Curriculum Committee: Meeting 2

1. Credit allocation for seminars

Currently there are no guidelines on the number of credits a seminar is worth, and no standards for the work required.

The following guidelines were adopted:

  1. One-credit seminars meet for a limited time. Grades are nominally based on one assignment, presentation, or paper.
  2. Two-credit seminars meet for a substantial part of the semester. Grades are based on two different types of work (assignments, presentations, papers).
  3. Three-credit seminars meet regularly for the entire semester. Grades are based on three different types of work; a final may also be given.

2. Student performance reviews

The faculty have not held a meeting to discuss student progress/performance in several years. There is some feeling that these meetings did more harm than good; on the other hand, the faculty now have little general sense of how students are doing.

These review meetings served two purposes: first, to generate feedback to the students, and second, to keep the graduate faculty informed on the progress of the students. After considering possible alternatives, the committee concluded that meetings of the graduate faculty to discuss the students are important, but that careful preparation is needed to insure that such meetings are constructive. This matter should be discussed in a regular faculty meeting before the next student performance review is scheduled.

3. Rotation of faculty assignments

Some courses have become tightly bound to individual faculty members. This may deny new faculty members a significant role in graduate education.

The following proposal was adopted:

  1. Faculty normally teach a mixture of graduate courses, graduate seminars, and undergraduate courses.
  2. Graduate teaching assignments rotate among available faculty.
  3. A faculty member may teach a given course no more than three times in a row.

4. Qual exam schedule

The committee discussed the factors governing the schedule of qual exams. These are normally held in early September. While it may seem desirable to set definite dates well in advance, this is not possible in practice because both examiners and students may have observing runs or other commitments which can't be anticipated.

5. Minimum/nominal syllabi for grad. classes

At present the choice of subject matter seems to be left entirely to the instructor's discretion.

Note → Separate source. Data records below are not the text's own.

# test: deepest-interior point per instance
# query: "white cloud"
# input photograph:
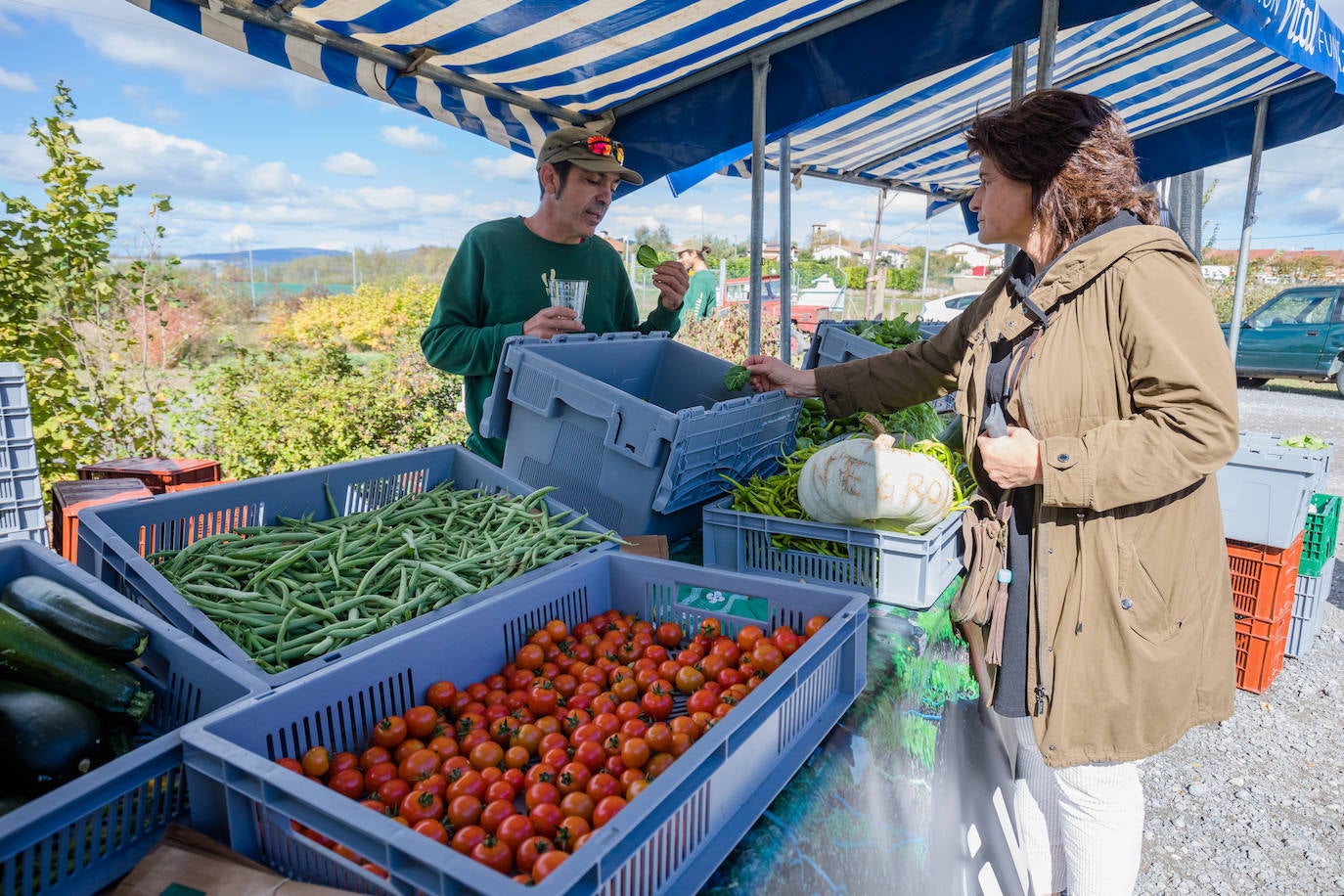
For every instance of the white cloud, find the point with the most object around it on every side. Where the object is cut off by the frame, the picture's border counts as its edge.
(240, 234)
(349, 164)
(147, 100)
(18, 82)
(162, 162)
(412, 137)
(511, 166)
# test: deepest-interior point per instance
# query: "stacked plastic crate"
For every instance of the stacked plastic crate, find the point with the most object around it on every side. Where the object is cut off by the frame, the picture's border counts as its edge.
(1315, 574)
(1266, 492)
(22, 515)
(890, 567)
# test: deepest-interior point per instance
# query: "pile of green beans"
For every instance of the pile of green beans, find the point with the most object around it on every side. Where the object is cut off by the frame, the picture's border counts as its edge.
(779, 496)
(297, 589)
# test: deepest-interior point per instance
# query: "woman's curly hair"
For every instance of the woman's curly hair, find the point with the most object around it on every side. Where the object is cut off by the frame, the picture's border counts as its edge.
(1075, 154)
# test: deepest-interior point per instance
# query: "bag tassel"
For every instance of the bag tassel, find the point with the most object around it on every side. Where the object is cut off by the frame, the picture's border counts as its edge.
(998, 611)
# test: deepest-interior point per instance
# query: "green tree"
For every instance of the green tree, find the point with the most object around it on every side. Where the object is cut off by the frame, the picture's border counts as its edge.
(62, 316)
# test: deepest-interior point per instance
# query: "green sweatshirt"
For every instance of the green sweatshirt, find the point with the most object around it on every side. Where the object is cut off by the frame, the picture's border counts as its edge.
(495, 285)
(701, 294)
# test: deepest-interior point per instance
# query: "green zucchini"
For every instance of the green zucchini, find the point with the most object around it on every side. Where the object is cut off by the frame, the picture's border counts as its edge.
(46, 739)
(75, 618)
(34, 655)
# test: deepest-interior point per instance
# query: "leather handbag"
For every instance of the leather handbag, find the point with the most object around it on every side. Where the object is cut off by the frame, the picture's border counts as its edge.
(983, 597)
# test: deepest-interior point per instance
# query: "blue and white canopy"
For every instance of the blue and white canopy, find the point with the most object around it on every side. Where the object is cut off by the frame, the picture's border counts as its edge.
(873, 92)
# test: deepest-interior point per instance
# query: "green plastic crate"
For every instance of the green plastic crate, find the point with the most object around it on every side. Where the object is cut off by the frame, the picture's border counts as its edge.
(1322, 522)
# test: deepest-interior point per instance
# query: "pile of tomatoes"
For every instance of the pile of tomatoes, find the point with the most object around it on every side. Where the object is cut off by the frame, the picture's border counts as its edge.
(517, 770)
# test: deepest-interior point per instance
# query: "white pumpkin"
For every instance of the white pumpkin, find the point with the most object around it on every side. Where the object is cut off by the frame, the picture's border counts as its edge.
(873, 481)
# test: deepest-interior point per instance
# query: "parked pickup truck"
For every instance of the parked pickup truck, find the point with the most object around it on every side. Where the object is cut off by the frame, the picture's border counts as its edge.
(1296, 335)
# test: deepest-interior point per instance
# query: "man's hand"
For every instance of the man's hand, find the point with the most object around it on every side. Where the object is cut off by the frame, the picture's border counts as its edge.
(552, 321)
(672, 281)
(1012, 460)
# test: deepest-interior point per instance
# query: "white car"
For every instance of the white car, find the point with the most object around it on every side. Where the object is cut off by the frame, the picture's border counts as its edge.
(944, 309)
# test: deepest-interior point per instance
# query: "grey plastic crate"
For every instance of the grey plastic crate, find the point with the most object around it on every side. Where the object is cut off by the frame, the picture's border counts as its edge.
(1308, 610)
(1266, 488)
(635, 430)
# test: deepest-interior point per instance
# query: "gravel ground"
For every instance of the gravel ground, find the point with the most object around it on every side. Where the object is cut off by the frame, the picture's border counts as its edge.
(1256, 803)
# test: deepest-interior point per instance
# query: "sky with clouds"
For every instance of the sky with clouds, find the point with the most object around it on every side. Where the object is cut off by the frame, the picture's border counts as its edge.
(257, 156)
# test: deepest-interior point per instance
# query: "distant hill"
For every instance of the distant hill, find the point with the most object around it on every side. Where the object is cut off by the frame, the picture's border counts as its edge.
(263, 255)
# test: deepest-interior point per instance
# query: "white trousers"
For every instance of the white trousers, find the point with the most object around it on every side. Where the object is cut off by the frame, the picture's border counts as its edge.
(1081, 828)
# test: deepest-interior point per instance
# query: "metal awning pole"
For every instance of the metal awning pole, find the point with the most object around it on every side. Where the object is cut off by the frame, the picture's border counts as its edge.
(1046, 50)
(1247, 219)
(785, 251)
(759, 70)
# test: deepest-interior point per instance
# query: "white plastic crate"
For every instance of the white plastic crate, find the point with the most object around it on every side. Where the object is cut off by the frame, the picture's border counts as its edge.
(667, 841)
(1266, 489)
(890, 567)
(22, 512)
(1309, 610)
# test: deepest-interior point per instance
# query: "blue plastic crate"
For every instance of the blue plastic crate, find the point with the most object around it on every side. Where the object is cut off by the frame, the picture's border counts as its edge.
(14, 392)
(834, 344)
(636, 430)
(1266, 488)
(85, 834)
(1314, 591)
(23, 520)
(114, 539)
(890, 567)
(665, 841)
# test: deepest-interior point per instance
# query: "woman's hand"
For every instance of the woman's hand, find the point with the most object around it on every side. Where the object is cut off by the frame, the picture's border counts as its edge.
(1012, 460)
(772, 374)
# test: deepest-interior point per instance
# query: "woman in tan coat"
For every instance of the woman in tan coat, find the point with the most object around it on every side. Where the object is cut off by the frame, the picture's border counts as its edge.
(1099, 351)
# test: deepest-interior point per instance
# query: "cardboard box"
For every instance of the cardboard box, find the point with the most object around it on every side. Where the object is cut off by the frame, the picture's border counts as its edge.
(187, 861)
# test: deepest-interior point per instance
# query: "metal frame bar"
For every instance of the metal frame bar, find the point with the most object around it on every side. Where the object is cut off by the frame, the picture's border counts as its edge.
(1247, 219)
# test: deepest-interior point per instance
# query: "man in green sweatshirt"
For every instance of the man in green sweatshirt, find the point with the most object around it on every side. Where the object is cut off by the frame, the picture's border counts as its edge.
(496, 285)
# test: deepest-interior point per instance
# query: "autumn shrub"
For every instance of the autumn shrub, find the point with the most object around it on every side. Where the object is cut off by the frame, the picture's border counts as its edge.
(280, 410)
(373, 319)
(726, 335)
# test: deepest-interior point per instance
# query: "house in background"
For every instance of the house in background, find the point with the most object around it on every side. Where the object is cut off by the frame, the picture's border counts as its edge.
(888, 254)
(977, 259)
(1285, 265)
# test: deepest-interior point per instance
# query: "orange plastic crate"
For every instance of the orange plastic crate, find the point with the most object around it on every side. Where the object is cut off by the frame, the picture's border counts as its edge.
(1264, 578)
(157, 473)
(71, 496)
(1260, 650)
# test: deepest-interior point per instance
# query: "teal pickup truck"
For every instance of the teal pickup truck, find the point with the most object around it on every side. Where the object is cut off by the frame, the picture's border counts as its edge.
(1296, 335)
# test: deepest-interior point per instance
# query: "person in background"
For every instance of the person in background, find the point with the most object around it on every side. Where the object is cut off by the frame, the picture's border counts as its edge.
(496, 285)
(1100, 352)
(703, 291)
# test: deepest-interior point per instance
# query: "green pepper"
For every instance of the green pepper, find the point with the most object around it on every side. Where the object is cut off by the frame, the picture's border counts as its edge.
(737, 378)
(647, 256)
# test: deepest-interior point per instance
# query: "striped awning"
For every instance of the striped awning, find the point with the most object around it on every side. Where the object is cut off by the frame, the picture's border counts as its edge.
(872, 92)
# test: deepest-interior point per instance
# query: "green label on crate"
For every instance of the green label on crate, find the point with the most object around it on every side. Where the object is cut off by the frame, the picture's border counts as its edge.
(723, 602)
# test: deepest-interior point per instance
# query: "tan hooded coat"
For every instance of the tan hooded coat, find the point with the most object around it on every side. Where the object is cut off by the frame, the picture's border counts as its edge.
(1132, 392)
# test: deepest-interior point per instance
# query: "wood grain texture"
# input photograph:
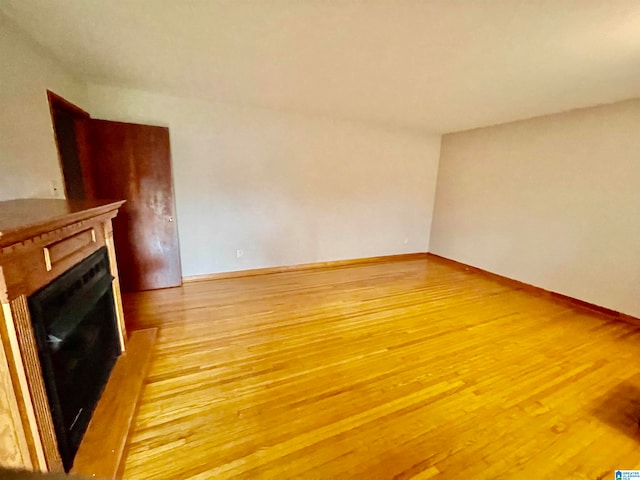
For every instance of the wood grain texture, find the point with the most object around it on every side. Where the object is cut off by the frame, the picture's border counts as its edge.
(23, 270)
(133, 162)
(28, 218)
(14, 450)
(405, 369)
(37, 392)
(18, 376)
(107, 230)
(101, 452)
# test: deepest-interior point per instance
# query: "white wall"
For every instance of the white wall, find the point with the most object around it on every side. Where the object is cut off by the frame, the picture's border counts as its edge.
(28, 154)
(286, 189)
(553, 201)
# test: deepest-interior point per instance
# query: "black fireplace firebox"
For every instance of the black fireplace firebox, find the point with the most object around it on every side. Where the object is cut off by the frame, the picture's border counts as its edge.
(75, 327)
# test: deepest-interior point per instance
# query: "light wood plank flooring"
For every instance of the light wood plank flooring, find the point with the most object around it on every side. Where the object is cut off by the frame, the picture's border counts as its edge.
(409, 369)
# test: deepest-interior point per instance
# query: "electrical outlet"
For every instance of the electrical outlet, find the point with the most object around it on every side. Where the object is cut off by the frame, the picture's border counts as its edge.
(56, 189)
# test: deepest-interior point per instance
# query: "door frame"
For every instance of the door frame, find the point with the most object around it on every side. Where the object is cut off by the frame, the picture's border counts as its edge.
(80, 116)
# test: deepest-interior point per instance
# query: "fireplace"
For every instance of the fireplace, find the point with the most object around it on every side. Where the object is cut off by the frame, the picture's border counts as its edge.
(77, 337)
(61, 330)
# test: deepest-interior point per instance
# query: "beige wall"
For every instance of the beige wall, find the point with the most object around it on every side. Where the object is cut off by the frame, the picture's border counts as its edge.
(28, 155)
(286, 189)
(553, 201)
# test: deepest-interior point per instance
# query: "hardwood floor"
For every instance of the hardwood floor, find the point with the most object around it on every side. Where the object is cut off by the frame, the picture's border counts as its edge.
(410, 369)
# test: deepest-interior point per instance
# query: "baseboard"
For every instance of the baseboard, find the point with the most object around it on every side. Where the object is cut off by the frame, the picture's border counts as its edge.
(538, 290)
(304, 266)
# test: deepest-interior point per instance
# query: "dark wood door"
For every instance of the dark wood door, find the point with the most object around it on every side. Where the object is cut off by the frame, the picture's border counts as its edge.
(133, 162)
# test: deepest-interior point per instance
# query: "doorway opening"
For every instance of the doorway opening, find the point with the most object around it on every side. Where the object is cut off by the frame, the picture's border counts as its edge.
(70, 131)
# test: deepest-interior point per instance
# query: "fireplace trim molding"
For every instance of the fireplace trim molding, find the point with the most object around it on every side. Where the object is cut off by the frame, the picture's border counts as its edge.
(40, 240)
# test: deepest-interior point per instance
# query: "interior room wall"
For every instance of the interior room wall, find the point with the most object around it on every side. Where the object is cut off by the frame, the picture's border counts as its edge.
(28, 156)
(553, 201)
(285, 189)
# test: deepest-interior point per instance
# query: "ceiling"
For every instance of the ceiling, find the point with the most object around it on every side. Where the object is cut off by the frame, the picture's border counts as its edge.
(434, 65)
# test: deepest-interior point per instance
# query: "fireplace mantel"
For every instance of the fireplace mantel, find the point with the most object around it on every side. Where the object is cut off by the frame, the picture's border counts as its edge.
(40, 240)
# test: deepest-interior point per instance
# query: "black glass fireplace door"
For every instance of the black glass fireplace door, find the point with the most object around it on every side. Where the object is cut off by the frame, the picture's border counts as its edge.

This item brought up several complex issues. One concerns the architecture of the graduate program - what subjects are appropriate and necessary as part of a modern graduate education? Another concern is the balance between the academic freedom of individual instructors and the needs of the graduate program as a whole.

Before any real discussion of these issues can occur, we need to know, in some detail, what subjects we are currently teaching. Some professors have made syllabi available, often on the Web; similar outlines will be requested from other instructors, and augmented where necessary by student notes.

6. Mentoring of 1st-year students

With a large intake of new students in the fall, this seems a good time to examine how students are advised during their first years at the IfA. Such advising takes two forms: interpretation of University rules, and informal guidance in navigating graduate life at the IfA. University regulations are not well understood by most of the faculty; Jim Heasley, Esther Hu, and Gareth Wynn-Williams are knowledgeable in this area, and new students should be made aware that they can go to these people for help. Students with TA or RA positions often go to the faculty members they work with to obtain guidance; others get help from their 699 advisors. These informal mechanisms appear to be adequate.